Following the WMT acquisition, it also acquired Norway-based Nortek Akvakultur, combining its expertise with InnovaSea’s Realtime Aquaculture unit to establish the Innovasea Instrumentation team.

“We see increased instrumentation and automation both in hatchery and nursery operations, as well as land-based and ocean-based grow-out solutions,” Kelly explained.

For its land-based side of the business, Innovasea will put more focus on warm water marine species, according to Terry McCarthy, general manager at InnovaSea Land Sytems. “We still view land-based salmon smolt operations as an important market but… the right approach to the future of aquaculture is to focus on high-value marine species.”

Resulting from a series of mergers and acquisitions, AKVA Group, began its journey towards land as early as 2015, with the purchase of Denmark’s Aquatec Solutions.

“With the AquaTech solutions we have a very solid technology from a project delivery point of view and we are very excited about what is coming,” said Mary Ann Rademacher, general manager of AKVA Group Land Based Americas.

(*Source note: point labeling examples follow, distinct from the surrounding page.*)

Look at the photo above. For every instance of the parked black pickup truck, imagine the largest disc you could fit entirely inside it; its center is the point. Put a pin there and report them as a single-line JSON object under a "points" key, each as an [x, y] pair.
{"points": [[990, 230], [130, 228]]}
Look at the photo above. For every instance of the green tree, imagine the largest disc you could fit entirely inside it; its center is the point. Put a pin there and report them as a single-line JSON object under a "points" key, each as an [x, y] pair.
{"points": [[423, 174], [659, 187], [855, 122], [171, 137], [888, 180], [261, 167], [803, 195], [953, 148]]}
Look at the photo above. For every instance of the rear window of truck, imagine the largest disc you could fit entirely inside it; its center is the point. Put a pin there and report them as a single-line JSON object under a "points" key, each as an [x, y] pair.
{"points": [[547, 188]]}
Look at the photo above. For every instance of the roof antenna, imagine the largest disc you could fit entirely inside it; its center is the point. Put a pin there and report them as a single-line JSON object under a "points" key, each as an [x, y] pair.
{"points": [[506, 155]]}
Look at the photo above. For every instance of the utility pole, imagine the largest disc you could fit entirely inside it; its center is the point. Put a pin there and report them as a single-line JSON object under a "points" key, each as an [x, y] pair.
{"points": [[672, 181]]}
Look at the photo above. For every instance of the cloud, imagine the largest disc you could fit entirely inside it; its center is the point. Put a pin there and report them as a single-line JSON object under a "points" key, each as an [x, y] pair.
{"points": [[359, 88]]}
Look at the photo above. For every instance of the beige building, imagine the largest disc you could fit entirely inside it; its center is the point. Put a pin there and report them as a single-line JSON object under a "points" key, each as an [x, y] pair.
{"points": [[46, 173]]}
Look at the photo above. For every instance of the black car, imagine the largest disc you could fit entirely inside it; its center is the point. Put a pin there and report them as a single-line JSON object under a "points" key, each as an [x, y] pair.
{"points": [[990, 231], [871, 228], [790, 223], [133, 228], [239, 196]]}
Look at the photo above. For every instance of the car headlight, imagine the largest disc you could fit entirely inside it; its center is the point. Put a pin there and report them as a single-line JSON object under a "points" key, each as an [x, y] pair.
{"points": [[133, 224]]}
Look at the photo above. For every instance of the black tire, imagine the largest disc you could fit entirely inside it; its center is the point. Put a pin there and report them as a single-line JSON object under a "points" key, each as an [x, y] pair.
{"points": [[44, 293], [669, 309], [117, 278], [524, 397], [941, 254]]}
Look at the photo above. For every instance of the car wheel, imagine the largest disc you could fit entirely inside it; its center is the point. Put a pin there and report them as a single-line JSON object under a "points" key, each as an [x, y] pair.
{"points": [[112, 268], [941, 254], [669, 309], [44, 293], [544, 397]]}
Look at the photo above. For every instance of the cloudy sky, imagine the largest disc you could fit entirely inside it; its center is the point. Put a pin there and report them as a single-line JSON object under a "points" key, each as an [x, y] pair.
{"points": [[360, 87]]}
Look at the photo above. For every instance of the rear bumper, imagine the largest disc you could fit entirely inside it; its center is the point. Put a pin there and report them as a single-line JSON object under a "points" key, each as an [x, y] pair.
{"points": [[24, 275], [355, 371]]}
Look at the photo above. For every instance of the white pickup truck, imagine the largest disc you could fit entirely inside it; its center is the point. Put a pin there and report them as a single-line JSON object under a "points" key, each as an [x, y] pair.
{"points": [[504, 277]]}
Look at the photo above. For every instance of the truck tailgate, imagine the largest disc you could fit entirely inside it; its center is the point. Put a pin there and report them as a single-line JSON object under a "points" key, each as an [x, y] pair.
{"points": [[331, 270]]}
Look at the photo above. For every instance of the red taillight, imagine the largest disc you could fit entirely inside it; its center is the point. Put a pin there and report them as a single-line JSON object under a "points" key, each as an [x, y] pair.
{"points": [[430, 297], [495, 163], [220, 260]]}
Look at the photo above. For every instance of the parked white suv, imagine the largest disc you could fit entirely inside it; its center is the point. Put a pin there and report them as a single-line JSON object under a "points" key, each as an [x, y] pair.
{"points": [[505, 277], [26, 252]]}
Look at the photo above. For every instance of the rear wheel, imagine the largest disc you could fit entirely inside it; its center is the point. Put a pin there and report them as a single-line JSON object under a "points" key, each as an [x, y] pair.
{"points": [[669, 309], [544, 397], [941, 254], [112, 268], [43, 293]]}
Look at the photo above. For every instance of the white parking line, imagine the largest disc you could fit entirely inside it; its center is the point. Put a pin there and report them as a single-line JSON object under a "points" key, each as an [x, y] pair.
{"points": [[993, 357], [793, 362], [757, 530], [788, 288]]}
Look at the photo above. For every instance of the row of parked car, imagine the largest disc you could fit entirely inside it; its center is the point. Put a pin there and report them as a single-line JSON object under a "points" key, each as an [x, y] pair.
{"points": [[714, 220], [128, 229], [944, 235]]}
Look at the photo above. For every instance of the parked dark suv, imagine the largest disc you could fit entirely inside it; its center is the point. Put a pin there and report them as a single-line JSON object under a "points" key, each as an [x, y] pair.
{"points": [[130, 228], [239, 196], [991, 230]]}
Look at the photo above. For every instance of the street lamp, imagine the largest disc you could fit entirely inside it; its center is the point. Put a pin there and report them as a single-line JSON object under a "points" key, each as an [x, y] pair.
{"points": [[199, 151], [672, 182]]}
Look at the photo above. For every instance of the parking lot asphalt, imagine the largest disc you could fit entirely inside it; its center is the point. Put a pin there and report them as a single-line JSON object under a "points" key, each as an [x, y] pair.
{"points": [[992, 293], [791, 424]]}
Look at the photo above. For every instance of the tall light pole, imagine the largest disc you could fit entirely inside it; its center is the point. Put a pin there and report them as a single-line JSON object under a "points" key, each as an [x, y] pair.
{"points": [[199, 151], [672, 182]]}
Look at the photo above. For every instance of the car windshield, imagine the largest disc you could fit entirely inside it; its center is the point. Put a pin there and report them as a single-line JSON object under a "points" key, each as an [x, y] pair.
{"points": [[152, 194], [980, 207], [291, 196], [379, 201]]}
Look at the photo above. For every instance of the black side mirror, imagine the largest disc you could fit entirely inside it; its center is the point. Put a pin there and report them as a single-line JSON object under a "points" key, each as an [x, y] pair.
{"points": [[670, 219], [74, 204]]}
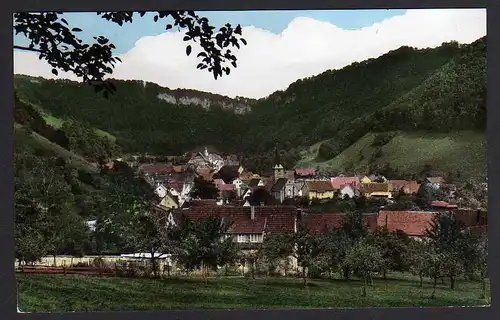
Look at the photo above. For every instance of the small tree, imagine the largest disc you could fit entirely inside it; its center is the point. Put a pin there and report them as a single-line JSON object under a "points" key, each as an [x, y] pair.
{"points": [[417, 256], [307, 249], [277, 247], [449, 237], [204, 245], [364, 259], [204, 189]]}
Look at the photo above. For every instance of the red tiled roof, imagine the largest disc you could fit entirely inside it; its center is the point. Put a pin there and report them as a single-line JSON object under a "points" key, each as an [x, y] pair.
{"points": [[435, 179], [218, 182], [301, 172], [202, 202], [472, 217], [375, 187], [319, 186], [340, 182], [156, 168], [413, 223], [268, 218], [226, 187], [318, 223], [479, 230], [443, 204]]}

The company recently completed the first-ever salmon RAS farm in the United Arab Emirates. The client, Fish Farms, aims to produce between 10,000 and 15,000 kilograms of salmon each month.

“We believe in the concept of a one-stop-shop,” Rademacher said. “We believe that customers want as much as possible to deal with one supplier. They don’t want to be dealing with many suppliers for just one project.”

The AKVA executive also welcomes the trend toward more consolidation among suppliers, particularly in the RAS market. “It’s good to have good competition. I think it improves the performance of all of us at the end. When you are riding alone, then nothing is stimulating development, innovation and everything.”

A most recent product of supplier consolidation that combines both sea and land-based expertise, and everything in between, is Scale AQ. This new company is a result of the merger of Norway firms Aqualine, AquaOptima and Steinsvik, combining 40 years of industry experience.

There are many opportunities for land-based aquaculture for various species and in different scale, according to Astrid Buran Holan, senior advisor at Scale AQ.

“If you don’t have access to ocean, then land-based will be great all the way up to slaughter,” Holan said. “But if you have access to oceans, with not too strong current, that is the more economical way of producing fish, instead of having the whole lifecycle on land.”